This cake uses the perfect flavour combination of spices, nuts and floral scents found in Eastern desserts.
for the sponge:
375g self raising flour
225g light brown sugar
2 tsp ground cardamom
½ tsp ground nutmeg
1 ½ tsp baking powder
pinch of salt
150g vegetable oil
2 tblsp rose water
330 ml soya milk
1 ½ tsp cider vinegar
2 tsp vanilla extract
for the frosting:
300g room temperature dairy free butter eg. Flora Plant Butter or Naturli Block (NOT the spreadable type)
600g icing sugar
40g pistachio paste
2 tblsp rose water
1 tsp rose extract or a few drops of Foodie Flavours rose flavouring
1 tsp vanilla extract
pink and green food colouring (optional)
1 tblsp pistachio nuts, crushed
a few dried rose petals
for extra decoration, see note at bottom
Preheat the oven to 175 degrees C. Grease and line three 6 inch tins.
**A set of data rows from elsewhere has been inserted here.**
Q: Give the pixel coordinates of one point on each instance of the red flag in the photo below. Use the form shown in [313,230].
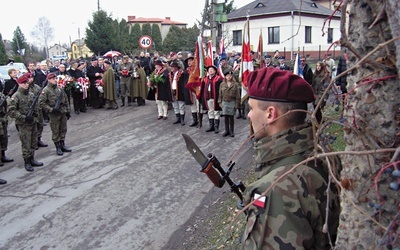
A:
[196,70]
[209,57]
[260,50]
[247,62]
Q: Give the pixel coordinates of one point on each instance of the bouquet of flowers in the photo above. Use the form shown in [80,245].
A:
[82,85]
[100,86]
[154,79]
[65,82]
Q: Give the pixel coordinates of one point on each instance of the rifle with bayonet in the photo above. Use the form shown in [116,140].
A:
[214,171]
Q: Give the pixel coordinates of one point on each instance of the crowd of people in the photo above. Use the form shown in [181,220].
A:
[277,217]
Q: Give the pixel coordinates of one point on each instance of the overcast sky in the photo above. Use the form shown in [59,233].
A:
[67,17]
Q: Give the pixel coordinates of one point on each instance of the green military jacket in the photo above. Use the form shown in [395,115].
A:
[19,105]
[48,99]
[292,215]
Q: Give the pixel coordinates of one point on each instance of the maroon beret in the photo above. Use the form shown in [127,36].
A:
[22,79]
[271,84]
[51,75]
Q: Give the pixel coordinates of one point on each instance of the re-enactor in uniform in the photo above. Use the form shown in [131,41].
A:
[19,106]
[292,214]
[59,114]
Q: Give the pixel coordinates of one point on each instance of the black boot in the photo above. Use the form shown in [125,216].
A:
[216,126]
[178,119]
[28,165]
[195,122]
[41,144]
[183,120]
[4,158]
[211,128]
[63,147]
[231,126]
[58,148]
[239,114]
[227,132]
[200,120]
[35,163]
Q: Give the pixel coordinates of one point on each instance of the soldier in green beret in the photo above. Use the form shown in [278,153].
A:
[22,107]
[292,213]
[54,101]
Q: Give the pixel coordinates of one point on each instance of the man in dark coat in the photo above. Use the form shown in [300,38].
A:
[209,94]
[307,71]
[94,73]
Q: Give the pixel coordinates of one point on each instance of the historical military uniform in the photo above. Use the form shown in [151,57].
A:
[229,100]
[19,105]
[125,71]
[59,113]
[139,85]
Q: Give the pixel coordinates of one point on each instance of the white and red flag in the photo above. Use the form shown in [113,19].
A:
[247,62]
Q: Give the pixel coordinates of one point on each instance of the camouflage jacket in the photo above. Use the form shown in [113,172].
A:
[293,213]
[19,105]
[48,99]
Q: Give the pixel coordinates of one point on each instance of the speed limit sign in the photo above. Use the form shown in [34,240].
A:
[145,42]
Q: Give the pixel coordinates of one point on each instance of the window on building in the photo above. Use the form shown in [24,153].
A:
[330,35]
[273,35]
[308,34]
[237,37]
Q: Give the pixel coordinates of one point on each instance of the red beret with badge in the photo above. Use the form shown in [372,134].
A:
[23,79]
[271,84]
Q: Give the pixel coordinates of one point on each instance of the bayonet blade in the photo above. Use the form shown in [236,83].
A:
[194,150]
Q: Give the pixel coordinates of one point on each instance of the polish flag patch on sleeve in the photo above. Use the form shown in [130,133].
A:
[259,201]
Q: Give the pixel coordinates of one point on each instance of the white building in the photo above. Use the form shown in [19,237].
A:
[286,26]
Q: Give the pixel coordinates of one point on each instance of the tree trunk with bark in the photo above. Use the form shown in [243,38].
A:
[369,198]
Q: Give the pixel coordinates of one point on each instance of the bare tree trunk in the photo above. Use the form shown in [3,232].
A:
[369,206]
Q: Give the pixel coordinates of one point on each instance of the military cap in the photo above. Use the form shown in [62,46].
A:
[230,72]
[50,76]
[211,66]
[189,58]
[158,62]
[271,84]
[22,79]
[174,64]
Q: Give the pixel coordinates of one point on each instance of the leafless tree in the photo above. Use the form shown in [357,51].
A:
[44,33]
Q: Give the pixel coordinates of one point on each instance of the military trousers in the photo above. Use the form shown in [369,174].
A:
[212,113]
[58,125]
[28,137]
[3,136]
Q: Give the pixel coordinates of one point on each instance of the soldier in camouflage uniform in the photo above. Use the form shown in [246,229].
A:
[59,114]
[35,89]
[19,106]
[292,214]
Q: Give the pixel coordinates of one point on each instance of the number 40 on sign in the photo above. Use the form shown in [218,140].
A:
[145,42]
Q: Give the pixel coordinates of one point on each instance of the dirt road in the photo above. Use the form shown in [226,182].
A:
[129,183]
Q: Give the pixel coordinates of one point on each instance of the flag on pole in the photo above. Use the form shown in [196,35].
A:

Sieve the flour into a bowl and add all the other dry ingredients, including the spices.
In another bowl add all the wet ingredients, then pour these into the dry ingredients and mix as quickly as possible. Pour the batter into the prepared tins.
Bake for 30 minutes until a skewer comes out clean from the centre; allow to cool in the tins for 10 minutes then transfer the sponges to a wire rack.
Beat the butter for a few minutes until it's pale and creamy, then add half the icing sugar and a tablespoon or two of water and beat again. Add the rest of the icing sugar and beat again. It should be a firm consistency. Split the frosting roughly one third into one bowl and two thirds into another.
Add the pistachio paste to the smaller quantity of frosting – you will use this to sandwich the sponges together. You might also want to add a tiny bit of green food colouring.
Add the rose water, rose extract, vanilla paste and pink food colouring to the larger amount of frosting – you will use this to coat the cake. If the frosting is too stiff add a splash of water; if it is too runny add more icing sugar and beat again.
To assemble the cake, cut the top off the sponges and sandwich the three layers together with the pistachio frosting.
Coat the top and sides of the cake with a thin layer of the rose frosting, then leave to chill for half an hour in the fridge or 10 minutes in the freezer.
Once this is firm, use the rest of the rose frosting in a thick layer on the top and sides. Decorate the top with crushed pistachios and rose petals.
I’ve used a white chocolate drip on this cake – to do this you need to chill the cake for half an hour once it is frosted, melt 50g vegan white chocolate eg Moo Free and then stir in 10g coconut oil. Mix and while it is still runny use a teaspoon to drip the chocolate down the sides, then use the rest of the chocolate to cover the top of the cake and sprinkle on the pistachios and rose petals.